In todays AdelaideNow online there was an article today on violent video games causing increased aggression in children. It surprised me to see around 95% of respondents to the article were defending violent games and that the research MUST be flawed. It seems so obvious to me that excessive exposure to pretty much anything will desensitise. The realism of imagery in movies these days is so accurate that I wonder how much our brains can really decifer??? For example, if you see a movie depicting someone being mutilated, at some level your brain must BELIEVE that it has seen it. After all, isn’t seeing believing?
It makes perfect sense. The primary way children learn is through imitation. It’s how they learn to eat, talk, walk, socialise, etc.
*Everything* they see around them contributes to how the learn and grow. If what they are seeing as a stream of violent, criminal, and sexualised images/scenes, then of course they’re going to respond by copying.
As a year 11 students I can definitely vouch for the truth in this. I can see it around me at school all the time, although fortunately with some exceptions.
“Dr Warburton points out that in violent video games..” Presumably Dr. Warburton means video games containing depictions of violence. Videogames are not actually violent.
Very true and smart observation Peregrine. Combined with an increasing amount of dysfunctional families with models no positive role models to guide them, children don’t seem to know any better.
According to their website, the International Society for Research for Aggression is a self-formed organisation with a special interest it seems in talking up negative aspects of our society generally. I note that the current President ‘s professional involvements appear to have been almost entirely with disadvantaged children.
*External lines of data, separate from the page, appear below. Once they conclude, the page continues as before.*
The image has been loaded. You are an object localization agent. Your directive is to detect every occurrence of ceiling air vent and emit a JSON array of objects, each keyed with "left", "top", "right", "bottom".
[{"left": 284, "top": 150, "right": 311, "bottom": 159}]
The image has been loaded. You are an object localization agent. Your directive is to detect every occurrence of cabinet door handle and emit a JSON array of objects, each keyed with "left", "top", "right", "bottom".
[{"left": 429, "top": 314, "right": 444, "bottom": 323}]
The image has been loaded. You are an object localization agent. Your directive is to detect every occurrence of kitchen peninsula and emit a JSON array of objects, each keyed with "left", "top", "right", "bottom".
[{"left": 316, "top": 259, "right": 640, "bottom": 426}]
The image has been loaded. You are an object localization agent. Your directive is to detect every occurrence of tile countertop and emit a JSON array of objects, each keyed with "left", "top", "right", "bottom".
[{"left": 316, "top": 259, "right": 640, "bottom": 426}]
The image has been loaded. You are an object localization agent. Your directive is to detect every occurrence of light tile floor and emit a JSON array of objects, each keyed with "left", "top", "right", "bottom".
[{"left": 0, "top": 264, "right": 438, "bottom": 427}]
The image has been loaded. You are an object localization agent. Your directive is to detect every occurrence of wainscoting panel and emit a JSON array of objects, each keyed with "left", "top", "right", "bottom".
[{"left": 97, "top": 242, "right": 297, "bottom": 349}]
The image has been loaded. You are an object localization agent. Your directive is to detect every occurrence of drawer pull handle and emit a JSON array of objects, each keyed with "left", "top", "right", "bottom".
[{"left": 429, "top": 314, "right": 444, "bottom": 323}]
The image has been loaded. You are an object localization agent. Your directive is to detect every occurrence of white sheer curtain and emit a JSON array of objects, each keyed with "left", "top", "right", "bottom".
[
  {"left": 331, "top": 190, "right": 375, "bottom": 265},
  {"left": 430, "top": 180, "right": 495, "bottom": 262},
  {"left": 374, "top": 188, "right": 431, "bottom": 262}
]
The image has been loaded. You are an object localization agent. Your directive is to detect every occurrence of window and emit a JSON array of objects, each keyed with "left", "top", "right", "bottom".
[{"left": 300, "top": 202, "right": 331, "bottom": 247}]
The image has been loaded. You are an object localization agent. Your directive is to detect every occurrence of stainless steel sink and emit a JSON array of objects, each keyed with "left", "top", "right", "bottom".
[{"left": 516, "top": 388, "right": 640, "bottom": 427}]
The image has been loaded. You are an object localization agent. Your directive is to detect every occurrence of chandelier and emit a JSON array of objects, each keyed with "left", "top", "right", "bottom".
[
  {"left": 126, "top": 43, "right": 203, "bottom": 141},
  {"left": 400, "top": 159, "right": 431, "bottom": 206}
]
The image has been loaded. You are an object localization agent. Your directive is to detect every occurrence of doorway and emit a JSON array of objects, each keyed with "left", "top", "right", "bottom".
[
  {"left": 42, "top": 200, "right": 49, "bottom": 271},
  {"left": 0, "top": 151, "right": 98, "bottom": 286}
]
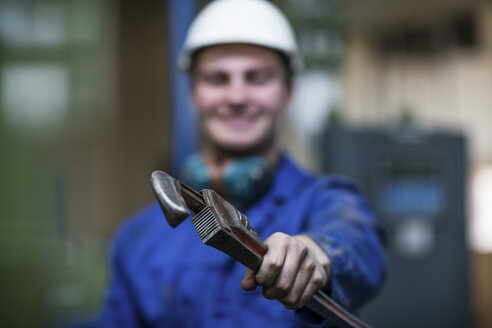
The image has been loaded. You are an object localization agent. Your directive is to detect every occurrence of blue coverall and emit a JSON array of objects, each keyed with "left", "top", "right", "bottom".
[{"left": 102, "top": 154, "right": 386, "bottom": 328}]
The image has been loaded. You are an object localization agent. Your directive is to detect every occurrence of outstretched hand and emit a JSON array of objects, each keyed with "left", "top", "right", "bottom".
[{"left": 241, "top": 232, "right": 331, "bottom": 309}]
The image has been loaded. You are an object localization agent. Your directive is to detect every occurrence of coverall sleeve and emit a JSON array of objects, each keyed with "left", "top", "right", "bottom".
[
  {"left": 303, "top": 177, "right": 386, "bottom": 311},
  {"left": 101, "top": 224, "right": 140, "bottom": 328}
]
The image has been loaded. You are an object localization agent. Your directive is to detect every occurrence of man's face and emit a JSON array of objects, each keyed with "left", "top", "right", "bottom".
[{"left": 192, "top": 44, "right": 291, "bottom": 152}]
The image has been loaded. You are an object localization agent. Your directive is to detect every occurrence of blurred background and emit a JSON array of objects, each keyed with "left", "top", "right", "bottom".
[{"left": 0, "top": 0, "right": 492, "bottom": 328}]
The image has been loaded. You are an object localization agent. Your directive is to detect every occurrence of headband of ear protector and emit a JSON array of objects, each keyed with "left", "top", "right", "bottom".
[{"left": 181, "top": 154, "right": 273, "bottom": 209}]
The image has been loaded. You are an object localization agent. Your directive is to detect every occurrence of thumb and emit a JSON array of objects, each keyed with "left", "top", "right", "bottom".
[{"left": 241, "top": 269, "right": 257, "bottom": 291}]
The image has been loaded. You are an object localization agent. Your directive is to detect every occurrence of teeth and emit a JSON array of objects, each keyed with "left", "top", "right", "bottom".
[{"left": 191, "top": 207, "right": 219, "bottom": 240}]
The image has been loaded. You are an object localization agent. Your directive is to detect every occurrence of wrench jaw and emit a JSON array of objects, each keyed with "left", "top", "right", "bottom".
[{"left": 150, "top": 171, "right": 190, "bottom": 228}]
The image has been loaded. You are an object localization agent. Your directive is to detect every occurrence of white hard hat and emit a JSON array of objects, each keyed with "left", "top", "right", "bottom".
[{"left": 178, "top": 0, "right": 302, "bottom": 72}]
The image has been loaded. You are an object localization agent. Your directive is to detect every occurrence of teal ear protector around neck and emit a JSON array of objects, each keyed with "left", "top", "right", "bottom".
[{"left": 181, "top": 154, "right": 273, "bottom": 209}]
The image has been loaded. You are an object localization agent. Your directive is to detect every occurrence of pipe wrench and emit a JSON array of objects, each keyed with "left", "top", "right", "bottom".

Is that typical of the membership, I wonder? Has the ISRA research been based only on observations of children in disadvantaged circumstances? Has there been any attention given in the research to the effects of media depicting acts of violence on children growing up in households where a peaceful milieu is the norm? I don’t know. If such was the case, the research wouldn’t necessarily be “flawed” of course, but , for me at least, given my own observations of my own children, it would make a generalisation of the ISRA findings to all children everywhere unacceptable.
“International Society for Research on Aggression” that should be.
While it is clear that media violence is causing a passive acceptance of violence. The cherry picking of individual violent acts connected to violent computer games in this article is intellectually dishonest.
Millions of people play violent computer games every day, yet violent ‘copycat’ crimes remain rare.
The fact that 99% of gamers are not inspired to act out game violence in real life, is compelling evidence that media violence is not a direct cause of real violence.